Bagian 04

25 7 0
                                    

Dengan kemampuan sihir yang Alois miliki, akhirnya perahu pun dibuat dengan sangat cepat. Sekarang kami bertiga sedang berada di atas perahu kecil, berusaha untuk menyeberangi danau yang di kelilingi oleh kabut hitam.

Sebenarnya aku cukup takut dengan suasananya, karena di sini terasa sangat mencekam. Tidak ada suara apapun selain suara gesekan dari perahu yang kami tumpangi.

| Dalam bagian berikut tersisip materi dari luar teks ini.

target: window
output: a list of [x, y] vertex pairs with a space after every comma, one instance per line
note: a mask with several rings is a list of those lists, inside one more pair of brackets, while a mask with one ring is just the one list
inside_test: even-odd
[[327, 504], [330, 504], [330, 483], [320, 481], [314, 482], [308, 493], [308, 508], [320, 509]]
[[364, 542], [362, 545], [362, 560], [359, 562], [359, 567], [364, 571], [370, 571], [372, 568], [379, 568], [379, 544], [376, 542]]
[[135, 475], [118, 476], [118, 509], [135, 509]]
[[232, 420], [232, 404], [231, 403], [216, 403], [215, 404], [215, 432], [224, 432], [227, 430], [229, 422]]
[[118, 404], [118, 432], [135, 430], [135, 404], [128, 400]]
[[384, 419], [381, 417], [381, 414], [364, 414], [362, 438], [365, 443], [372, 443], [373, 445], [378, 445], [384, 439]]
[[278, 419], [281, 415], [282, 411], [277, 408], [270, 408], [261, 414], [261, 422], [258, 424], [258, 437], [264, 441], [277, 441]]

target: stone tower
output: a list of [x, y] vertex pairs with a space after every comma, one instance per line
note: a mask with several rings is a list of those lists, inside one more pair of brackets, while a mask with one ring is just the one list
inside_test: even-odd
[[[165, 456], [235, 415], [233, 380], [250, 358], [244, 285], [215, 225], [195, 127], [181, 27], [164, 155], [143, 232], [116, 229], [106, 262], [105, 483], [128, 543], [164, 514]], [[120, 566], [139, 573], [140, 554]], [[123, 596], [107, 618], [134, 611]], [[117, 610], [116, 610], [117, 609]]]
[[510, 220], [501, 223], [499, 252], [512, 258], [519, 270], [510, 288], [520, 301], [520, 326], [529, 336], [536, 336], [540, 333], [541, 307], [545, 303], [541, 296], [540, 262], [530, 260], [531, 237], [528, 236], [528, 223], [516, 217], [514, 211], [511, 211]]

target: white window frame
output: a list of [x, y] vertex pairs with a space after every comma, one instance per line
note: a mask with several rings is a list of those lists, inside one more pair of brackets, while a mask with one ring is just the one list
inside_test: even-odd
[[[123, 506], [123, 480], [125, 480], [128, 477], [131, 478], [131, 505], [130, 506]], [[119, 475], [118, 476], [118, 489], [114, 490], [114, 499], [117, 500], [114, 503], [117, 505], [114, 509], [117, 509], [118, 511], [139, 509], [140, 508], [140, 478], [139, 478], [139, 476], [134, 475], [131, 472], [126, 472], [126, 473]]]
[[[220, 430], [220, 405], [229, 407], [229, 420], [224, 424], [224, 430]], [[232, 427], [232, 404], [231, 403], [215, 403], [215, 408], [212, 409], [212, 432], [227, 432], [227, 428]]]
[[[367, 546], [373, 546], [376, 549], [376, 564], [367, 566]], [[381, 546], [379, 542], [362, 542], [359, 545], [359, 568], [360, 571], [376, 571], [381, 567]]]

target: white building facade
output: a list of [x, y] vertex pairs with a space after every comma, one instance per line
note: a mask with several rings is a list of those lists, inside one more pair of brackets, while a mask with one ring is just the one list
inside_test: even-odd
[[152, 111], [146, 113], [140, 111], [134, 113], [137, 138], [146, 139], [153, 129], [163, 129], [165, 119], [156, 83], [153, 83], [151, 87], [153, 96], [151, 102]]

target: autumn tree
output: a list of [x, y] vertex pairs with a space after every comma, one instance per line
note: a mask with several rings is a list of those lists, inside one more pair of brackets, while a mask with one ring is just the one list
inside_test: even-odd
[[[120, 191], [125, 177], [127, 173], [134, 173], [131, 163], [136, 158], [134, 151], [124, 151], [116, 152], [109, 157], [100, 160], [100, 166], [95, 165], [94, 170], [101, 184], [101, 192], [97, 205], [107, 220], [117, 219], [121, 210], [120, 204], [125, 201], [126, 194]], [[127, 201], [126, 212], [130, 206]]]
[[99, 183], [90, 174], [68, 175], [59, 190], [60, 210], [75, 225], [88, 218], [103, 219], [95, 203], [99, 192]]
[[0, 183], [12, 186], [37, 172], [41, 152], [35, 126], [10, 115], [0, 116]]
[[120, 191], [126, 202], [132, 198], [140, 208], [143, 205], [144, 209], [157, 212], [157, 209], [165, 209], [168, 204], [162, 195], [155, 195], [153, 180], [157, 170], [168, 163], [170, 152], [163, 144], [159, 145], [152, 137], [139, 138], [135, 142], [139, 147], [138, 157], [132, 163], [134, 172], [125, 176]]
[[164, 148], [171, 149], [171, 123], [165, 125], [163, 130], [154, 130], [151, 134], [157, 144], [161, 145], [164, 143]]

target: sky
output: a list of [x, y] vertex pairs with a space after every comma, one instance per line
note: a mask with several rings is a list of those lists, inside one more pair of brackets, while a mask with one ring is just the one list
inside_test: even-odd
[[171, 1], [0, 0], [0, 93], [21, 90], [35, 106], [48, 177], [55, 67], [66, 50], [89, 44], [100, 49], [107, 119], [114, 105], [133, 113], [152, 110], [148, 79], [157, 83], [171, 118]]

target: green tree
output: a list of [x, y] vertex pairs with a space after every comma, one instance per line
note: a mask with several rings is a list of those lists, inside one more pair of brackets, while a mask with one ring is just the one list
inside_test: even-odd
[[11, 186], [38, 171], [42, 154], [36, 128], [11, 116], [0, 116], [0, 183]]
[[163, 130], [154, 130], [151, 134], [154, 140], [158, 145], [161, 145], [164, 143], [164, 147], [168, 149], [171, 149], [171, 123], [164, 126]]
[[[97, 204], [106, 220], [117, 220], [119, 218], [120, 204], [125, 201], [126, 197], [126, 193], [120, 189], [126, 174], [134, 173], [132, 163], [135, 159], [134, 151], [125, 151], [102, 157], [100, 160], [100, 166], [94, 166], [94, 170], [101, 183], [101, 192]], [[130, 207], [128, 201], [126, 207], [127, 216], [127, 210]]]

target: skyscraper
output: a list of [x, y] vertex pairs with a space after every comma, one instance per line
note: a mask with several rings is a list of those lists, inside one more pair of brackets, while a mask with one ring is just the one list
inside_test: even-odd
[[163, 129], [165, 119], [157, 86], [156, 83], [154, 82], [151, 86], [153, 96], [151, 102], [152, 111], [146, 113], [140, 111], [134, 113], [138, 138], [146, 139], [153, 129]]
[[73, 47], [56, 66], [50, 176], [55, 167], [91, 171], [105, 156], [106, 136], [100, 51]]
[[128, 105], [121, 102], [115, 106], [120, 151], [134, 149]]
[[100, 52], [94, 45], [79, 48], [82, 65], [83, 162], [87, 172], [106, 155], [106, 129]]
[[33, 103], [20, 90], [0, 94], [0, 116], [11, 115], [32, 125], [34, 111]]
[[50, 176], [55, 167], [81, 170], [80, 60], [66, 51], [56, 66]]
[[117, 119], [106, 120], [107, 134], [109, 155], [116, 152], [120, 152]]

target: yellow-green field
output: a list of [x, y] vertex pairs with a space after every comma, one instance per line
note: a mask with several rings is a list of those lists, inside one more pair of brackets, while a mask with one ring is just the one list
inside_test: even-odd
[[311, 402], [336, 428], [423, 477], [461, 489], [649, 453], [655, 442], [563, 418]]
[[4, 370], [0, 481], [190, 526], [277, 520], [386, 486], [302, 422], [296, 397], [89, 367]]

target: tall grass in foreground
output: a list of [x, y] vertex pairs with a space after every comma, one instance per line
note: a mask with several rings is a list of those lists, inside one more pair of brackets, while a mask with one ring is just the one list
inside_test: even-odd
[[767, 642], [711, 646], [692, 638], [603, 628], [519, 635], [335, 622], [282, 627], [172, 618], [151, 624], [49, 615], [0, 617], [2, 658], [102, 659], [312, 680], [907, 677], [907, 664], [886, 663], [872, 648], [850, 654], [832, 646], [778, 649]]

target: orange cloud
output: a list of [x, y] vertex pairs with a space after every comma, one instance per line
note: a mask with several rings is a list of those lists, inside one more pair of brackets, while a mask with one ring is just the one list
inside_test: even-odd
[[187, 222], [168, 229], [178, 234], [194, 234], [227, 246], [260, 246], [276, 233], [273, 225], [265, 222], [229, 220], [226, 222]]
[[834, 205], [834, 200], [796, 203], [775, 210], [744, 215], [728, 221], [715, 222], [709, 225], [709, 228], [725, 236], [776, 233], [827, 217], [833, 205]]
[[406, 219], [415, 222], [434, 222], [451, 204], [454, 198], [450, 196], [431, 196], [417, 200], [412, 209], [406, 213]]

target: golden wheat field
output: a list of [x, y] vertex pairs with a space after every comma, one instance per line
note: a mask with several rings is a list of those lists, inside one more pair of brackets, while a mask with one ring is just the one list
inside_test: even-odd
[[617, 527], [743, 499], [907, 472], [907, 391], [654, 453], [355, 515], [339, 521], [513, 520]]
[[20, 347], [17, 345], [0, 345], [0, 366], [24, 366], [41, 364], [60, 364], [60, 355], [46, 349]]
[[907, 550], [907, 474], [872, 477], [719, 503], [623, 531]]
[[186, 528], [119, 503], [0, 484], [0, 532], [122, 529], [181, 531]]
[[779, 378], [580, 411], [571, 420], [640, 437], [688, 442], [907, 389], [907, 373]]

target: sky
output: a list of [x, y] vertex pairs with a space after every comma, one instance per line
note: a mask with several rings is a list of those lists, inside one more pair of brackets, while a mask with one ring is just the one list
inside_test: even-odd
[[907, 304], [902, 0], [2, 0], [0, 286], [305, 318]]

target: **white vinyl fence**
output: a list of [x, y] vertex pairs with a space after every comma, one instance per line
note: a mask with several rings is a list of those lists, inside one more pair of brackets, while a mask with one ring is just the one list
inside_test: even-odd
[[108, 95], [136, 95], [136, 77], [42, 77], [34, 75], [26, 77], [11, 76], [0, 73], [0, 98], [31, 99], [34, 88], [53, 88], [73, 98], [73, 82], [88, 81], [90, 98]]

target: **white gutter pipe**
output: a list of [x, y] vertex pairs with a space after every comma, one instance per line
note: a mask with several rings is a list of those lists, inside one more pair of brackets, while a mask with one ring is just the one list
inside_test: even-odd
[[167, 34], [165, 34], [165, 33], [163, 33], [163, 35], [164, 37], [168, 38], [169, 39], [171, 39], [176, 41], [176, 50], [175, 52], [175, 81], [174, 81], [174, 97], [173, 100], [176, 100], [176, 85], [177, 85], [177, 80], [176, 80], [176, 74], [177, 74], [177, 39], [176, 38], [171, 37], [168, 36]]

Aku jadi was-was, bagaimana jika di dalam danau ini ada buaya? Atau ada hewan air lainnya yang menyeramkan?

Meskipun airnya terlihat tenang, tetapi bisa saja 'kan tiba-tiba muncul makhluk mengerikan?

"Lihat, di sana ada bangunan!"

Seruan Denta membuatku mendongak, mataku terbuka lebar ketika melihat ke seberang danau. Di sana terdapat banyak bangunan tinggi, mirip seperti sebuah kota. Hanya saja, suasana kota itu terlihat sangat menyeramkan, pasalnya bangunan-bangunan tinggi di sana itu dikelilingi oleh kabut hitam, dan kota itu terlihat sangat suram. Itu seperti, kota tersebut tidak pernah merasakan siang.

Benar juga, sejak aku berada di tempat ini. Aku tidak melihat adanya matahari yang menyinari. Hanya ada kabut tipis-tipis dan awan hitam yang selalu menutupi langit.

"Sepertinya itu bukan kota kita." Ujar  Alois. 

Aku mengangguk setuju. Di dalam novel, kota yang ditempati oleh Alura adalah kota yang sangat damai dan diterangi oleh cahaya. Kotanya sangat tentram dan juga nyaman.

Kota di seberang sana adalah kota dimana Alura akan mendapatkan berbagai macam masalah. Kota yang menjadi topik utama di dalam buku Black City. Kota Deadow.

"Apa kita ke sana saja?" Tanya Denta.

"Iya. Kita harus ke sana, siapa tahu di sana kita mendapatkan petunjuk agar bisa keluar dari tempat ini." Kata Alois.

Mengetahui jika kota itu akan membawa banyak masalah untukku, rasanya aku tidak mau ke sana dan ingin mengajak Alois dan Denta untuk putar balik saja. Tetapi saat ini aku tidak mempunyai pilihan, kita sudah hampir dekat dengan tepi danau. Selain itu, sepertinya aku tidak bisa mengubah alur cerita sesuka hati.

Lagipula, aku tidak tahu apa yang terjadi jika aku mengubah alurnya. Bisa saja aku malah mengalami masalah yang lebih rumit. Jadi mau tidak mau, lebih baik aku jalani saja.

Akhirnya perahu yang di dayung oleh Alois dan Denta pun terus melaju menuju tepi danau.

Sesampainya di sana, tangan Alois terulur untuk membantuku turun. Setelah aku turun, aku terpaku ketika memandangi sebuah tembok besar yang menjadi pembatas di depan mataku.

Temboknya menjulang tinggi dan terlihat sangat kokoh. Tembok besar yang terbuat dari semen itu berwarna hitam, dan ditumbuhi oleh tanaman-tanaman merambat berwarna hijau pudar.

Tembok yang dibangun seperti menjadi pembatas antara kota dengan dunia luar. Kotanya seolah terkurung di dalam tembok tinggi yang besar itu.

"Apa kita benar-benar harus masuk ke dalam kota ini?" Tanya Denta memastikan. Kepalanya mendongak untuk melihat tembok tinggi di depannya, menerka-nerka ada apa di baliknya.

"Mau bagaimana lagi? Kita tidak mempunyai tempat untuk kembali."

"Tetapi aku merasakan energi buruk di sekitar sini."

"Aku juga merasakannya. Sebaiknya kita harus terus waspada ketika memasuki kota ini."

Sebuah angin berembus ketika Alois dan Denta larut di dalam obrolan. Angin tersebut menerpa lembut wajahku, dan aku menghirup udaranya yang terasa segar. Tetapi tiba-tiba saja, dadaku terasa sesak, napasku tercekat, dan kulitku rasanya seperti tersengat.